Thursday, November 5, 2009

Why High IQ doesn't mean 'Smart' in the greater context

So I found this fun article on slashdot.org and I thought I would share.

This article on the New Scientist puts the whole business of IQ and other types of IQ into a fun and light perspective while still being salient.

Check it out, this might be DUH for most of you, but it does offer an analytical perspective on why high IQ people can be really dumb sometimes.  This actually reinforces a lot of consumer behavior and cognitive concepts such as the dual cognitive path of the 'pattern matching peripheral path' and the 'central cognitive path'. 
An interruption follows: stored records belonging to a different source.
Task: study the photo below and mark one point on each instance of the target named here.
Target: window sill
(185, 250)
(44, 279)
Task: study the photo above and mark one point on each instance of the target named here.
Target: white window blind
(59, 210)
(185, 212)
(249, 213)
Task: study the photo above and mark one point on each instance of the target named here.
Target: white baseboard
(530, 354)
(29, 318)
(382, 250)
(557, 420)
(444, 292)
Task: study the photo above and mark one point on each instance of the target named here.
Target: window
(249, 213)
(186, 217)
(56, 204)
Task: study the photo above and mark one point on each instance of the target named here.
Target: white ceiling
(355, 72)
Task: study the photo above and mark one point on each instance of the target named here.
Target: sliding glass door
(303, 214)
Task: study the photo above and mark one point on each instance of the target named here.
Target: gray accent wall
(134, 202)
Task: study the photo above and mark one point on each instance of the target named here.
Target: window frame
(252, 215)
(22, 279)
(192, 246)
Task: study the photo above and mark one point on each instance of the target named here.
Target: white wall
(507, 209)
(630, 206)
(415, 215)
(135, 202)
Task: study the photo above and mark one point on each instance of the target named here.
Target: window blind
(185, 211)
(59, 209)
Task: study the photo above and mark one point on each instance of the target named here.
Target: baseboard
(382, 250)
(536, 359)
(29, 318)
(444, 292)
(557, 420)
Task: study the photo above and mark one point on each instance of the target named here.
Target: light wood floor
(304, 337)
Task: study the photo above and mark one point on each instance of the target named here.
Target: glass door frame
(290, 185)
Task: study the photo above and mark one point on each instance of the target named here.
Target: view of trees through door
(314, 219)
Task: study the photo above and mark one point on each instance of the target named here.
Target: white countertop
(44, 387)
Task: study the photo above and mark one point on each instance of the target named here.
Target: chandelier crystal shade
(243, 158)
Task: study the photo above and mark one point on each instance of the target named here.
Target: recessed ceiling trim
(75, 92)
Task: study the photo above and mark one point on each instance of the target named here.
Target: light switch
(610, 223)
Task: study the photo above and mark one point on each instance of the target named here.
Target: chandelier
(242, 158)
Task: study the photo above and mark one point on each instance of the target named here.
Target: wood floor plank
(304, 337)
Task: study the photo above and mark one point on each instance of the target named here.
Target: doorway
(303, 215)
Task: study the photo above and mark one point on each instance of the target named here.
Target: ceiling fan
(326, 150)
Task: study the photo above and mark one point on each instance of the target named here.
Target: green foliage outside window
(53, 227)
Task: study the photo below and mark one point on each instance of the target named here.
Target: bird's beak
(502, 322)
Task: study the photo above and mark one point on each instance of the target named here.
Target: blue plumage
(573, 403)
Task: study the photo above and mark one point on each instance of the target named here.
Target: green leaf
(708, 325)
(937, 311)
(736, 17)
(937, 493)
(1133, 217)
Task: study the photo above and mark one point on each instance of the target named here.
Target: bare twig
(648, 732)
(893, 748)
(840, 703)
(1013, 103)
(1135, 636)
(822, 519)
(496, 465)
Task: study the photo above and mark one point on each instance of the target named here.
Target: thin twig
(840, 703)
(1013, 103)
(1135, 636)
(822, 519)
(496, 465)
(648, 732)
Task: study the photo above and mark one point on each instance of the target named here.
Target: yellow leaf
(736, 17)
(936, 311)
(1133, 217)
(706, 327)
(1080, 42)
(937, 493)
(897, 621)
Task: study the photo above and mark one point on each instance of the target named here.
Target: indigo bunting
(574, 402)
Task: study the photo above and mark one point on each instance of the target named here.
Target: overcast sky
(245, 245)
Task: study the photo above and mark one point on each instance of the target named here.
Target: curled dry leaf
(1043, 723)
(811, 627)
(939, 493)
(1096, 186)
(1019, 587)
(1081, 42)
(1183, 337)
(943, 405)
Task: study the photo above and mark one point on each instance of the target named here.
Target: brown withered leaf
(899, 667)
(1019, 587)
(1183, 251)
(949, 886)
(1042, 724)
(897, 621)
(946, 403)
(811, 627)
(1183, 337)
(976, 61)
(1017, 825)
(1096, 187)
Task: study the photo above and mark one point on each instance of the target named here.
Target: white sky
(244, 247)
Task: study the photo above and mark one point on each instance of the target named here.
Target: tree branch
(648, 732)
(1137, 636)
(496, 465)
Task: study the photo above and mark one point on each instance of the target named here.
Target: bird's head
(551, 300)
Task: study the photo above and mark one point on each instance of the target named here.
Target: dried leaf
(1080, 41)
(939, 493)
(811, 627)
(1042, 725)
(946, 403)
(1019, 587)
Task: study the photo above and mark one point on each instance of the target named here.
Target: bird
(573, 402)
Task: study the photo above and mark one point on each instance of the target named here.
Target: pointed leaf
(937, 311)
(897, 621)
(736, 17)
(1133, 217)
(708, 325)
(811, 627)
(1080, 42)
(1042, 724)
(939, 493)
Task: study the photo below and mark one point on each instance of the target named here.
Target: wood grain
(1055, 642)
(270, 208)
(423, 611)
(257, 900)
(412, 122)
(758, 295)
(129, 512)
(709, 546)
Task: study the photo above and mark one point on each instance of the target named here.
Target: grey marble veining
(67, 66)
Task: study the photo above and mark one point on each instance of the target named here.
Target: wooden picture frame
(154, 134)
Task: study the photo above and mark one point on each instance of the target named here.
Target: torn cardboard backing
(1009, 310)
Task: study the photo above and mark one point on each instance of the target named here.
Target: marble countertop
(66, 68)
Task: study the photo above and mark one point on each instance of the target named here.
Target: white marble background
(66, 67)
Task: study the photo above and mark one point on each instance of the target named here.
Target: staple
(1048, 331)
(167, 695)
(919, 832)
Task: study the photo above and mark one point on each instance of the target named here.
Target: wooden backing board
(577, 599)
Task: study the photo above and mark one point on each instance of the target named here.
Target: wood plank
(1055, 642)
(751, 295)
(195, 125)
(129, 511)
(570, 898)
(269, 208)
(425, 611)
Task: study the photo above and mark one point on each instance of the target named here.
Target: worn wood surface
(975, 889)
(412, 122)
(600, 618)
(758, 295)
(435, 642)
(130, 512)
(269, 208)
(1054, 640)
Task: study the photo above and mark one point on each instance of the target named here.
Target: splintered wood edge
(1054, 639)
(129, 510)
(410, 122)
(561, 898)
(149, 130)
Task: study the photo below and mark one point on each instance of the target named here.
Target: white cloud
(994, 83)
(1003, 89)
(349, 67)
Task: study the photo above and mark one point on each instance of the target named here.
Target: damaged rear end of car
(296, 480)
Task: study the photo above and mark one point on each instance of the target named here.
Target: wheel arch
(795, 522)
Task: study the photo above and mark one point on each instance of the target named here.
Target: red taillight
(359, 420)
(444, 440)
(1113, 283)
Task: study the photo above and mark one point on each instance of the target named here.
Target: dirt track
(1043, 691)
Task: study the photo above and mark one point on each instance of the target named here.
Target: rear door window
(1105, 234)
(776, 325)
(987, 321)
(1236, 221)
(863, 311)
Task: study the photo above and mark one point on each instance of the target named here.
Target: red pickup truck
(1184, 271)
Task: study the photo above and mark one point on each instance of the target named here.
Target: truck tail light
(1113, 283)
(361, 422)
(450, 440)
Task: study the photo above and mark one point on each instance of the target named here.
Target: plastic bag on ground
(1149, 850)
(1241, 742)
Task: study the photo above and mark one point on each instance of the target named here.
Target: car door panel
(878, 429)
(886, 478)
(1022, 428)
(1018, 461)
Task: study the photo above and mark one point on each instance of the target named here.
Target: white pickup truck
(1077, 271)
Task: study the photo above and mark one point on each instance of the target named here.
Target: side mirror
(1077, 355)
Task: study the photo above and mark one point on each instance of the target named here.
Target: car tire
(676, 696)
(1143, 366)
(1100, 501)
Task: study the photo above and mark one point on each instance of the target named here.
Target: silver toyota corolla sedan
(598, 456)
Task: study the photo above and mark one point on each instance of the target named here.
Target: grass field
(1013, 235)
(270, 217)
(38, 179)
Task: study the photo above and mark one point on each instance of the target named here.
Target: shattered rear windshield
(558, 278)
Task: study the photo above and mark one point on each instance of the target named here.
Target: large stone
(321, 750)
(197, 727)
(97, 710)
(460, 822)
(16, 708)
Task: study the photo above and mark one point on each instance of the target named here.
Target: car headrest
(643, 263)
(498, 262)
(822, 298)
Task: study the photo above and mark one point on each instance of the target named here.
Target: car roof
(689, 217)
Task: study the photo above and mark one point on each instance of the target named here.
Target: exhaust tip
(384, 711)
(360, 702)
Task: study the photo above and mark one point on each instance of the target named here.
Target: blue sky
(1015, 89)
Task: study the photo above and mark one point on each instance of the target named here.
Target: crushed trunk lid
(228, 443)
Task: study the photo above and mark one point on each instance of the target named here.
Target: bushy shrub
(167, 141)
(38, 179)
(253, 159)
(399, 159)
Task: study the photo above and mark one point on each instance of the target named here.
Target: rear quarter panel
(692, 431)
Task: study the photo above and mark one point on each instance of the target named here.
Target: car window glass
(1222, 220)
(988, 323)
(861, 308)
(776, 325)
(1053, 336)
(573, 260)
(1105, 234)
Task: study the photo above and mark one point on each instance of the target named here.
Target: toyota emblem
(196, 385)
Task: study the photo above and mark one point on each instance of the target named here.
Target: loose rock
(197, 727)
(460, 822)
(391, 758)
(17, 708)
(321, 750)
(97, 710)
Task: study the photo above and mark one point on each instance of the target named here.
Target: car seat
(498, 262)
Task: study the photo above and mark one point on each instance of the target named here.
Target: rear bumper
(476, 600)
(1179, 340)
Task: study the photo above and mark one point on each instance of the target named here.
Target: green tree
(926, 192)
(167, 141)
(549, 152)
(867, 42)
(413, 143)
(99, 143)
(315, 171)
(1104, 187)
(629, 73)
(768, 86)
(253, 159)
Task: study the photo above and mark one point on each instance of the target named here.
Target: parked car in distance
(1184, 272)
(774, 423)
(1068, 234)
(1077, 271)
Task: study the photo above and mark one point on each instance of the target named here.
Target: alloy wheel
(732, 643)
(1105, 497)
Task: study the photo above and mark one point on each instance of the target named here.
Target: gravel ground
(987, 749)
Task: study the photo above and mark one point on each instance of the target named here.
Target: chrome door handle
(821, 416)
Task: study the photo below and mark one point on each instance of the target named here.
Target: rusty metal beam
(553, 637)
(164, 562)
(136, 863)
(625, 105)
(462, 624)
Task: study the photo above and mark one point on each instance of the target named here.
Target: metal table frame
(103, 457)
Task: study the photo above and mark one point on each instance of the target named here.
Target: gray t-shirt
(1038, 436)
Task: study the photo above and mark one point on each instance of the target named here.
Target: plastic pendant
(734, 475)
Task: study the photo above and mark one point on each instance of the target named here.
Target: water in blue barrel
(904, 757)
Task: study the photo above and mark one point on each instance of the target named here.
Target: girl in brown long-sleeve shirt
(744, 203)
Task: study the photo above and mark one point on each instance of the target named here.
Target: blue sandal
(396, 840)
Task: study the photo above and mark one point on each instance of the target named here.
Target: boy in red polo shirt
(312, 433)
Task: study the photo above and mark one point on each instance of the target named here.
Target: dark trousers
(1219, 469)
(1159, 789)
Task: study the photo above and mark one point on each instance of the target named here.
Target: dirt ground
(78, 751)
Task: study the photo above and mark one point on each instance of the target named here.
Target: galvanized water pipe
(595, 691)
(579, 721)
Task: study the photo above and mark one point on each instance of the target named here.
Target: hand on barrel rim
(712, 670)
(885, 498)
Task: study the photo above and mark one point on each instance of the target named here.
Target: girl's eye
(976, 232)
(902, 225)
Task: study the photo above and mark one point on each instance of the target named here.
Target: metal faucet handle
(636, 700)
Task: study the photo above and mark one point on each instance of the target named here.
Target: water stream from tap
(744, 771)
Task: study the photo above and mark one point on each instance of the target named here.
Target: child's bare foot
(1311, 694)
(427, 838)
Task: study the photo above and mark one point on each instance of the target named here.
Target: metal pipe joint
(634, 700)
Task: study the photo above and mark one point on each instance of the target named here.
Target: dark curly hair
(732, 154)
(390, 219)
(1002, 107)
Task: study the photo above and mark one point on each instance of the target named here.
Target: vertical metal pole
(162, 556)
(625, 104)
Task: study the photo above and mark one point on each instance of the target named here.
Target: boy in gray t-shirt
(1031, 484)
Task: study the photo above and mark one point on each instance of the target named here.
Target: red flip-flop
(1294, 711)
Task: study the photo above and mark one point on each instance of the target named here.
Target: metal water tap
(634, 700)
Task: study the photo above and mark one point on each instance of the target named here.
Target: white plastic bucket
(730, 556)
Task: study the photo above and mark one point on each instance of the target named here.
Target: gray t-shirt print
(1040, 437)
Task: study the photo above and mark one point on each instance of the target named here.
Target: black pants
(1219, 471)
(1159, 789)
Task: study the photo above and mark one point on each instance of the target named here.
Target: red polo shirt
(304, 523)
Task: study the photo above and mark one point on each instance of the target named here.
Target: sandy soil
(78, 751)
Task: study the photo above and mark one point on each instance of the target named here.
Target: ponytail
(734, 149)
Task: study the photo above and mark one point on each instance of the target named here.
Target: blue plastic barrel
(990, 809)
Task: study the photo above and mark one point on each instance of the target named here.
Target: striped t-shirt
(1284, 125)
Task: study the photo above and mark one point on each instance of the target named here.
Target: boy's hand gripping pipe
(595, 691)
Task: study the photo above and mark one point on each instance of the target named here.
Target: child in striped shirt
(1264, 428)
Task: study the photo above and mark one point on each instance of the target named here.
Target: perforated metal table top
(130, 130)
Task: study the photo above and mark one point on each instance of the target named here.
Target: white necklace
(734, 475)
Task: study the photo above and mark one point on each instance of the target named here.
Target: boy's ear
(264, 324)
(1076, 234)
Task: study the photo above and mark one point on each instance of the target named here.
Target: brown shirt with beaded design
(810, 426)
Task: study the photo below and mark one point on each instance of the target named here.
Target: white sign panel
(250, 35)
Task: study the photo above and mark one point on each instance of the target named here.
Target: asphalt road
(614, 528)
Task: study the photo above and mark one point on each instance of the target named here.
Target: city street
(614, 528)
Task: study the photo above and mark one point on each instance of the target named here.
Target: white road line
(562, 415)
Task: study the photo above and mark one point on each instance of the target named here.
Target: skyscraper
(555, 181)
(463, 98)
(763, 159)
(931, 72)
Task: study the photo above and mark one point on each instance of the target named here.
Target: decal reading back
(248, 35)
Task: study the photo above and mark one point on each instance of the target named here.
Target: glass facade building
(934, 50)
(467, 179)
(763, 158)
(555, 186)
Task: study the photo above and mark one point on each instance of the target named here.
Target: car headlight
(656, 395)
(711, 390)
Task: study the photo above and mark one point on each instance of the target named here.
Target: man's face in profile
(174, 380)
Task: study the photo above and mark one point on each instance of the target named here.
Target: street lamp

The problem with IQ tests is that while they are effective at assessing our deliberative skills, which involve reason and the use of working memory, they are unable to assess our inclination to use them when the situation demands. This is a crucial distinction: as Daniel Kahneman at Princeton University puts it, intelligence is about brain power whereas rational thinking is about control. "Some people who are intellectually able do not bother to engage very much in analytical thinking and are inclined to rely on their intuitions," explains Evans. "Other people will check out their gut feeling and reason it through and make sure they have a justification for what they're doing." An IQ test cannot predict which of these paths someone will follow, hence the George W. Bush incongruity of people who are supposedly smart acting foolishly.